Changing data[change | edit source]
In databases, some data changes occasionally. There may be problems when data is changed, an error might have occurred. The error might make the data useless. The database system looks at the data, it must fulfill certain requirements. It does this by using a transaction. There are two points in time in the database, the time before the data was changed, and the time after the data was changed. If something goes wrong when changing the data, the database system simply puts the database back into the state before the change happened. This is called rollback. After all the changes are done successfully, they are committed. This means that the data makes sense again; committed changes can no longer be undone
In order to be able to do this, databases follow the ACID principle:
- All. Either all tasks of a given set (called transaction) are done, or none of them is. Known as Atomicity
- Complete. The data in the database always makes sense. There is no half-done (invalid) data. Known as Consistency
- Independent. If many people work on the same data, they will not see (or impact) each other. Each of them has their own view of the database, which is independent of the others. Known as Isolation
- Done. Transactions must be committed, when they are done. Once the committed, they can not be undone. Known as Durability.
Database model[change | edit source]
There are different ways how to represent the data.

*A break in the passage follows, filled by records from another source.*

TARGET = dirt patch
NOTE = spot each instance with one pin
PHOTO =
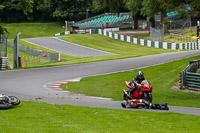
(177, 87)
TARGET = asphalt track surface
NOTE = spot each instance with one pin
(31, 84)
(66, 47)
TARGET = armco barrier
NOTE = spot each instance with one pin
(193, 81)
(189, 79)
(156, 44)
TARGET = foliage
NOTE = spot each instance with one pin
(111, 85)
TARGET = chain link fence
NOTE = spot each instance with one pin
(157, 34)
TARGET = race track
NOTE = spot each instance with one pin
(30, 84)
(66, 47)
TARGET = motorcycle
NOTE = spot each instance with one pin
(143, 91)
(7, 102)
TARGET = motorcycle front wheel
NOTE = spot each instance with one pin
(14, 100)
(5, 106)
(126, 98)
(148, 97)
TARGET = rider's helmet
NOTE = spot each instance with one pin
(141, 74)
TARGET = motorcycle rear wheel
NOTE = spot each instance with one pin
(5, 106)
(14, 100)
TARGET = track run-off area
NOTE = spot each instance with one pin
(32, 84)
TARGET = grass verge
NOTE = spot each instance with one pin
(34, 117)
(162, 77)
(30, 30)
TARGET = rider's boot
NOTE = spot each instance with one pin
(125, 92)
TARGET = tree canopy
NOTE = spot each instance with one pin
(75, 10)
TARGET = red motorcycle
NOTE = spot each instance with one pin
(143, 91)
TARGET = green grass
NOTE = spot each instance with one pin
(30, 30)
(32, 117)
(162, 77)
(187, 32)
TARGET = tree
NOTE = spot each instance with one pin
(71, 9)
(113, 6)
(134, 7)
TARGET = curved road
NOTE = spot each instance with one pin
(66, 47)
(30, 84)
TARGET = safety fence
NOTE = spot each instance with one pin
(156, 44)
(189, 79)
(38, 53)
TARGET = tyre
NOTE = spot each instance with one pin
(14, 100)
(148, 97)
(126, 97)
(5, 106)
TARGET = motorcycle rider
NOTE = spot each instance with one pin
(142, 103)
(136, 80)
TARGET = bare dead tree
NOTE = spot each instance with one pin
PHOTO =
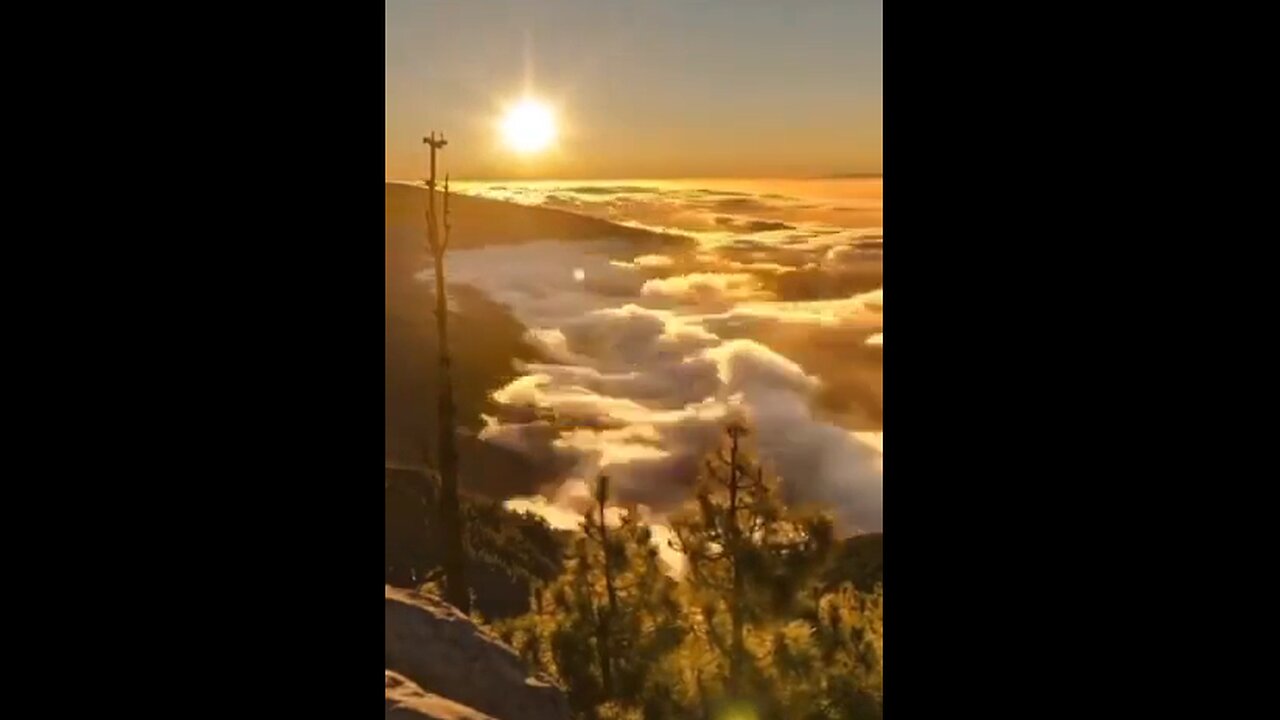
(456, 591)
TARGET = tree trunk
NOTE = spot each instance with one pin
(455, 560)
(737, 650)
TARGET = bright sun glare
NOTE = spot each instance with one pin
(529, 127)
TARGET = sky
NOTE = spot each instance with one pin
(657, 89)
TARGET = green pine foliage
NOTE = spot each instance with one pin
(772, 619)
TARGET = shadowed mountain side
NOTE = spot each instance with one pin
(487, 338)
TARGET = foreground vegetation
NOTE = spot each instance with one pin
(769, 618)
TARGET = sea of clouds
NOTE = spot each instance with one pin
(771, 311)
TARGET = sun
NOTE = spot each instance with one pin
(529, 127)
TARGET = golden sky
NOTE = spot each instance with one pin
(640, 90)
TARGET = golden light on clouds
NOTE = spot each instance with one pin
(528, 127)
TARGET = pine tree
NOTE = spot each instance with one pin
(456, 589)
(748, 556)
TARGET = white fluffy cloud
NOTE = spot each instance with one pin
(647, 355)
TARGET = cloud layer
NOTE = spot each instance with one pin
(775, 314)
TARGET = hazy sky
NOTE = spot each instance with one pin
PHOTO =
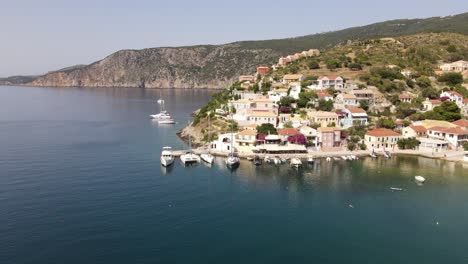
(42, 35)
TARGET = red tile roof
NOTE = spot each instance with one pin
(288, 132)
(419, 129)
(382, 132)
(461, 123)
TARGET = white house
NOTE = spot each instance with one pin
(456, 136)
(325, 82)
(223, 143)
(295, 91)
(454, 97)
(353, 117)
(381, 138)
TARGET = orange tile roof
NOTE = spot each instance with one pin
(382, 132)
(461, 122)
(419, 129)
(288, 132)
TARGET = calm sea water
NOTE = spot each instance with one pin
(80, 182)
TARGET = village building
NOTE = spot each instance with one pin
(323, 118)
(324, 95)
(429, 104)
(458, 66)
(453, 96)
(347, 99)
(247, 78)
(246, 137)
(414, 132)
(353, 117)
(455, 136)
(259, 117)
(289, 78)
(329, 138)
(262, 70)
(405, 98)
(363, 94)
(223, 143)
(325, 82)
(381, 138)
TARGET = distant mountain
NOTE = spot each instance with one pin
(216, 66)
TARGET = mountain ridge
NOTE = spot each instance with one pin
(217, 66)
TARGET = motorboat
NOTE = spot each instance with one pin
(257, 161)
(295, 162)
(167, 158)
(189, 157)
(232, 161)
(207, 157)
(420, 179)
(169, 121)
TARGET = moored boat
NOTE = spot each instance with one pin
(167, 158)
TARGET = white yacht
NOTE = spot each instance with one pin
(166, 157)
(295, 162)
(163, 114)
(207, 157)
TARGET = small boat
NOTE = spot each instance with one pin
(167, 158)
(232, 161)
(257, 161)
(295, 162)
(207, 157)
(420, 179)
(166, 121)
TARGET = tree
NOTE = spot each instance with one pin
(408, 143)
(452, 49)
(333, 64)
(313, 64)
(448, 111)
(267, 129)
(451, 78)
(325, 105)
(364, 104)
(286, 101)
(386, 123)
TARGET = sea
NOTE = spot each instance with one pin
(81, 182)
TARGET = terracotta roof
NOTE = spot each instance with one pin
(357, 111)
(328, 129)
(248, 132)
(455, 93)
(461, 122)
(382, 132)
(419, 129)
(288, 132)
(451, 130)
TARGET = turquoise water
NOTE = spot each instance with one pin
(80, 182)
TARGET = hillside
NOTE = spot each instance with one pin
(218, 66)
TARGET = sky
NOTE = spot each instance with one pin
(37, 36)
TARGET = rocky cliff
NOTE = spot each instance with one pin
(185, 67)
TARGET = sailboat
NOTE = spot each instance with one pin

- Simple files (called flat files): Simply write the data into a spreadsheet, then save it in the database program.
- Hierarchical model: The data is organized like a tree structure. The interesting data is at the leaves of the tree
- Network model: Use records and sets to store the data
- Relational model: This uses set theory and predicate logic. It is widely used. Data looks like it is organized in tables. These tables can then be joined together so that simple queries can be chosen from them.
- Object relational model: This uses the same data types for the database, as for the (object-oriented) application.
Ways to organize the data[change | edit source]
Like in real life, the same data can be looked at from different perspectives, and it can be organized in different ways. There are different things to consider, when organizing the data:
- Each item of data should be stored as few times as possible. Imagine that an unmarried woman is listed in the county records, State Motor Vehicle Dept, Federal Social Security Dept and International Passport Dept. If she marries, and decides to change her name, all the these departments have to be notified. If all the departments were linked, and her name stored in only one place, then updating is easy.
- If the data is stored in several different databases, it may contradict itself.
- This problem makes finding data slower. If there is a lot of data, this problem of storing one piece of data in many places, will take up a lot of space. In our example there were 4 databases for one person. That will be 8 changes made, if a second person has exactly the same problem.
- If you have this problem, a method called Database Normalisation was developed to solve it. Currently there are 5 Normal forms. These are ways to make a database faster, and make the data take less space.